RBA pre-emptive policy and mounting moral hazard
Australia’s Reserve Bank continues to deploy a pre-emptive policy strategy, easing policy when expecting below-trend growth and/or below-target inflation. In a speech last week, RBA Governor Philip Lowe indicated that official rates, already cut from a record low 1.5% to 0.75%, could be lowered to a mere 0.25%; though he set a higher bar on adoption of quantitative easing.
The RBA’s recent stimulus appears to have reignited the housing bubble and pushed equity valuations to the second highest on record – but so far it has failed to reignite the real economy.
In our view, the RBA’s continued pre-emptive policy strategy, continued at emergency rate levels, is intensifying moral hazard, encouraging risk-taking in the belief that the RBA will always bailout weak property markets. This is Australia’s version of the Greenspan “put” (now called the Powell “put”) where markets expected the US Federal Reserve’s chair to always ease policy to rescue a weak equity market. An outcome of this policy strategy in the US was the Technology, Media and Telecoms (TMT) equity bubble of 1999-2000 and the housing bubble of 2007-08.

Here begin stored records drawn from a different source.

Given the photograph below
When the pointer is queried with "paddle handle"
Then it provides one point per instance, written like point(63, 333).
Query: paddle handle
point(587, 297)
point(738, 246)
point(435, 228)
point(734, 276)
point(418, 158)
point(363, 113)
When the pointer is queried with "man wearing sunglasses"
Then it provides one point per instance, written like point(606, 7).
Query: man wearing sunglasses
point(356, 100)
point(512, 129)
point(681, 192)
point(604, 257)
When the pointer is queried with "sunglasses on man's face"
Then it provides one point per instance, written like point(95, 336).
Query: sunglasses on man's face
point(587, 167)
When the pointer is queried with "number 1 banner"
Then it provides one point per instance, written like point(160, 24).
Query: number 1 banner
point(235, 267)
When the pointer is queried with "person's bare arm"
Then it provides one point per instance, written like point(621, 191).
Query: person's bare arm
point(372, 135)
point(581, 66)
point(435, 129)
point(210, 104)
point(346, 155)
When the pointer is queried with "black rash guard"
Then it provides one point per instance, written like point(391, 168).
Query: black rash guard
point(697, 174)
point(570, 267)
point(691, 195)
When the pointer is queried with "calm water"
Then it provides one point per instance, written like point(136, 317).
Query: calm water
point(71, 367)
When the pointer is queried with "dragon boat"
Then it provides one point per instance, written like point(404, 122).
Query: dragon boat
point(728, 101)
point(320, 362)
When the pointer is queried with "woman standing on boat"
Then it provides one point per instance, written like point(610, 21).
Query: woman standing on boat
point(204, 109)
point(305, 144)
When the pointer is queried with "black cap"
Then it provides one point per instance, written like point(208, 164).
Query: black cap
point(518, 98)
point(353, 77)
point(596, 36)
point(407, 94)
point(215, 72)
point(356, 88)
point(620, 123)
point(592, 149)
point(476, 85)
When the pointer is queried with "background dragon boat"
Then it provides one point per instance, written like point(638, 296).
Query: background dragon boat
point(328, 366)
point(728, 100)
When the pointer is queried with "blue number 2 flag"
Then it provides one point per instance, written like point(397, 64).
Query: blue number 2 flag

In Australia’s case this policy has driven extremely high household debt levels and very inflated asset prices, with home prices back near record levels and the ASX 200, on a forward PE above 17x, a level only exceeded in 1999-2000. The ASX 200 Industrials ex-Financials is at a record valuation (Figure 1). But rate options are now exhausted, with the cash rate at-or-around the zero bound. Australia is out of monetary policy options should we see a China downturn, a full-blown trade war or domestic downturn – not our forecasts, but real possibilities.
Investment implications: With the RBA out of conventional policy options, investors should be very wary of chasing record Australian asset prices. We see lower risk, less expensive options in international equities.